The second condition implies that if \(\underline{y}\) does as well as \(\underline{x}\) against \(\underline{x}\) then \(\underline{y}\) must do worse than \(\underline{x}\) in the rare contests against \(\underline{y}\). This is called the stability condition.
Notice that if \(\underline{x}\) is an ESS then \((\underline{x},\underline{x})\) must be a Nash equilibrium. So the set of ESSs are a subset of the set of symmetric Nash equilibria.
Example 6.4
Show that the mixed strategy \((\frac{1}{3},\frac{2}{3})\) is an ESS for the game where both players have payoff matrix
Strategy 1 | Strategy 2 | |
---|---|---|
Strategy 1 | \(2\) | \(1\) |
Strategy 2 | \(4\) | \(0\) |
Example completed by hand in the lecture
One advantage of this alternative form of the definition is that it avoids the problem of determining \(\epsilon_{\underline{y}}\) for each \(\underline{y}\).

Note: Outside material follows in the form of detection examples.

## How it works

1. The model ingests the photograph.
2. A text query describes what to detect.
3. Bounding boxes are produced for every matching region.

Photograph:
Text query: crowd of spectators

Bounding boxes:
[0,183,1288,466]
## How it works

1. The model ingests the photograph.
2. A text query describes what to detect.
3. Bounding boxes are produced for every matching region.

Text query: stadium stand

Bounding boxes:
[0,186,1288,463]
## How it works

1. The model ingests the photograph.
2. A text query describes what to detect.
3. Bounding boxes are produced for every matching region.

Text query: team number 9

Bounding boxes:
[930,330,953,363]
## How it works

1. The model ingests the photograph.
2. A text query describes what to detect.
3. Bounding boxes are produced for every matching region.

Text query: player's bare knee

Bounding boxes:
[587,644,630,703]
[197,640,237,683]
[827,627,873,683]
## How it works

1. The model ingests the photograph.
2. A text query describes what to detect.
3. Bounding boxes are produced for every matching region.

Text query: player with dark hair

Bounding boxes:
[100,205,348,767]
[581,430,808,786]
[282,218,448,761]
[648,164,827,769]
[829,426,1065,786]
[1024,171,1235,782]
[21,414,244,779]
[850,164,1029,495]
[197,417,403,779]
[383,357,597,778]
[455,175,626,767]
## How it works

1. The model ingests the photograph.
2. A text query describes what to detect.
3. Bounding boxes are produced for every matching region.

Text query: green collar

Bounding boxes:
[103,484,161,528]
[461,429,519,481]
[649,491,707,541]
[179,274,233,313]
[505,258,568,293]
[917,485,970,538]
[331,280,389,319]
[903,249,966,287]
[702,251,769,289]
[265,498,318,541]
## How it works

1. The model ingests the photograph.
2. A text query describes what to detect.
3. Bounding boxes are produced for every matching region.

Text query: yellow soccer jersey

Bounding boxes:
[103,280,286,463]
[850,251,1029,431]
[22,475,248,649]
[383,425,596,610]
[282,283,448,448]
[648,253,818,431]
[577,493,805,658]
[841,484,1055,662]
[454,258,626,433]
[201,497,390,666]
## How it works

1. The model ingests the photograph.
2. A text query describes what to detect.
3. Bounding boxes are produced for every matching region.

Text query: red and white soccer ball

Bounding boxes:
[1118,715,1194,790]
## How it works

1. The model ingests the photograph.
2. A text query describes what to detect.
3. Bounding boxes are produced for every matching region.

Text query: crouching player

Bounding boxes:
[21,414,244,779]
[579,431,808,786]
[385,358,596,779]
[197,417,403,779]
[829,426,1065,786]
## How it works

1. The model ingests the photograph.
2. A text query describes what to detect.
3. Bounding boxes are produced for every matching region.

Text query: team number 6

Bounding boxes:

But it is the original definition that provides the conceptual reason for finding an ESS.
Our original definition says that an ESS cannot be invaded by another strategy \(\underline{y}\) if its frequency in the population was below a certain threshold \(\epsilon_\underline{y}\). In general this threshold will depend on the strategy \(\underline{y}\) that is trying to invade.
Definition 6.5
A strategy \(\underline{x}\) is called uniformly uninvadable if there exists an \(\varepsilon_\underline{x}>0\) such that whenever \(0<\varepsilon<\varepsilon_\underline{x}\) and \(\underline{y}\neq \underline{x}\) we have \[\mathcal{E}(\underline{x}, (1-\varepsilon)\delta_\underline{x}+\varepsilon \delta_\underline{y})> \mathcal{E}(\underline{y}; (1-\varepsilon)\delta_\underline{x}+\varepsilon \delta_\underline{y}).\] In other words \[\mathbb E_1(\underline{x}, (1-\varepsilon)\underline{x}+\varepsilon \underline{y})> \mathbb E_1(\underline{y}; (1-\varepsilon)\underline{x}+\varepsilon \underline{y}).\]
Such an \(\varepsilon_\underline{x}\) is called a uniform invasion threshold for \(\underline{x}\).
Theorem 6.6
For a matrix game, a strategy \(\underline{x}\) is an ESS if and only if it is uniformly uninvadable.
Example 6.2 (continued)
In our calculations for this example, we saw that the conditions were satisfied for all \(0<\varepsilon<1\), regardless of the choice of \(\underline{y}\neq \underline{x}\).
Thus in this example, the uniform invasion threshold is \(1\).
So far we have seen that calculating EESs can involve quite intricate calculations.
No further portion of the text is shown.